Abstract:Recent papers propose hyperbolic regularizations of dispersive equations that are the Euler-Lagrange equations for a given Lagrangian [1]. The primary purpose is to reformulate the high-order derivative dispersive equations as a first-order hyperbolic system. Introducing an appropriate set of parameters gives rise to an extended Lagrangian, asymptotically recovering the proper variational structure of the initial equation under concern. In the case of Serre-Green-Naghdi equations, this "extended Lagrangian" method is now mathematically justified [2]. The advantage of such an approach is obvious: one can use for dispersive equations the entire arsenal of finite volume methods developed for hyperbolic equations.

We aim to apply a similar strategy but in the context of the dispersive conduit equation [3]. According to the classical formulations, this equation does not derive from a Lagrangian, and the classical variational structure is useless. In this context, the purpose is to derive a helpful mathematical pattern for the hyperbolic approximation of the conduit equation.

This presentation will exhibit a mathematical pattern preserved by the hyperbolic reformulation of the conduit equation. Other hyperbolic reformulations exist without fulfilling the proposed mathematical properties. We will compare the numerical solutions based either on hyperbolic or the dispersive formulation of the conduit equation. Contrary to the other hyperbolic models, the "structure-preserving" hyperbolic approximation shows excellent convergence results.

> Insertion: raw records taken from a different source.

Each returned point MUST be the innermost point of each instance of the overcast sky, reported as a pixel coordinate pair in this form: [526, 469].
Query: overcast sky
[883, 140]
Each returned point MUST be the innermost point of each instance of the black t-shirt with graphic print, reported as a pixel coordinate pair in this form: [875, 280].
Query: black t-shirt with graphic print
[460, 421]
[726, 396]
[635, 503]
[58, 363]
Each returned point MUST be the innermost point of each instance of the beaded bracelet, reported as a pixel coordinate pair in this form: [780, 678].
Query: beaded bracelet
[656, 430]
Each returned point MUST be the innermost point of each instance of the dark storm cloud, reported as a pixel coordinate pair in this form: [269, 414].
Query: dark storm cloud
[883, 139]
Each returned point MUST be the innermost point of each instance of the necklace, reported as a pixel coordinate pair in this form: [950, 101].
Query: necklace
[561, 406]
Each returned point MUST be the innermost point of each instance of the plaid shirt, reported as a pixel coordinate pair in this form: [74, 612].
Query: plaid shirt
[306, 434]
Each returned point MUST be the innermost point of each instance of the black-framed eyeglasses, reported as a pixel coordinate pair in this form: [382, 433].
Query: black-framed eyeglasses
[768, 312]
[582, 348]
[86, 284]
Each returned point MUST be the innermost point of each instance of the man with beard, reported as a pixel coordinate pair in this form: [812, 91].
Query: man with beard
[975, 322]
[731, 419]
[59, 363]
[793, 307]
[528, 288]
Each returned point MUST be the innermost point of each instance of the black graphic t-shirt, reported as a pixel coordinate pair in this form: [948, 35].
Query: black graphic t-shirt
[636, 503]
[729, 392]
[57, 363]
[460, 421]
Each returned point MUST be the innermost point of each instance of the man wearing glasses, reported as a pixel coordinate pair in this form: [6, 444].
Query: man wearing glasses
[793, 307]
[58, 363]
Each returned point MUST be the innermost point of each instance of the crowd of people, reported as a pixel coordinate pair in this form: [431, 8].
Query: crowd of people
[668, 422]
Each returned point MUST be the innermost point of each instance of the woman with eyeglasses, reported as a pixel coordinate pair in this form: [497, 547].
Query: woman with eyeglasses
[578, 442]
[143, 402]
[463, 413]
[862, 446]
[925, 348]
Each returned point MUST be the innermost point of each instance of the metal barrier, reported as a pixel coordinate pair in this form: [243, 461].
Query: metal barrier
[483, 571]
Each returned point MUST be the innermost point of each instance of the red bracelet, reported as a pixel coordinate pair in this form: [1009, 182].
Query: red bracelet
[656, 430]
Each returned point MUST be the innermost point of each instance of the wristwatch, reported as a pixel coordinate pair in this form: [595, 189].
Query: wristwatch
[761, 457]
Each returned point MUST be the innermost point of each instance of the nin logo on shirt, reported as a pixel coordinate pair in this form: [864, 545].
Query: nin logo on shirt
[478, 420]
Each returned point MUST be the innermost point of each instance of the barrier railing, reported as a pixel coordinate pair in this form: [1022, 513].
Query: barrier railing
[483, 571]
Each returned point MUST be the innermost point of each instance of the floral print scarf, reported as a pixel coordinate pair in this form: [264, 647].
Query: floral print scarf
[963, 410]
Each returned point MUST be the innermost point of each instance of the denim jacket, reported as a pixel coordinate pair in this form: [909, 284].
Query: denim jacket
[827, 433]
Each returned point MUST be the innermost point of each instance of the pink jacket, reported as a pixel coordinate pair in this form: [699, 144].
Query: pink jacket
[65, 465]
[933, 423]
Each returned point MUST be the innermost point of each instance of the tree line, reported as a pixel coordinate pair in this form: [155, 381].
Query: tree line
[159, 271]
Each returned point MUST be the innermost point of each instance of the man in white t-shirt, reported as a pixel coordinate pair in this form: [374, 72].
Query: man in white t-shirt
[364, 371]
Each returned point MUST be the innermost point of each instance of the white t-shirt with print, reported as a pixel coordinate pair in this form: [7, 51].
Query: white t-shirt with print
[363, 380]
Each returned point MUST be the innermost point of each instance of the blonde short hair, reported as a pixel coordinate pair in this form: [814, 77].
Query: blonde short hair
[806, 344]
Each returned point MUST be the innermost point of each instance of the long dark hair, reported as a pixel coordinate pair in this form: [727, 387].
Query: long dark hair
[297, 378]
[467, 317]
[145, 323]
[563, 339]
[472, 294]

1. N. Favrie and S. Gavrilyuk. A rapid numerical method for solving Serre-Green-Naghdi equations describing long free-surface gravity waves. Nonlinearity, 2017.
2. V. Duchene. Rigorous justification of the Favrie-Gavrilyuk approximation to the Serre-Green-Naghdi model. Nonlinearity, 2019.
3. N.K. Lowman and M.A. Hoefer. Dispersive hydrodynamics in viscous fluid conduits. Phys. Rev. E, 2013.
4. S. Gavrilyuk, B. Nkonga, K.M. Shyue, and L. Truskinovsky. Stationary shock-like transition fronts in dispersive systems. Nonlinearity, 2020.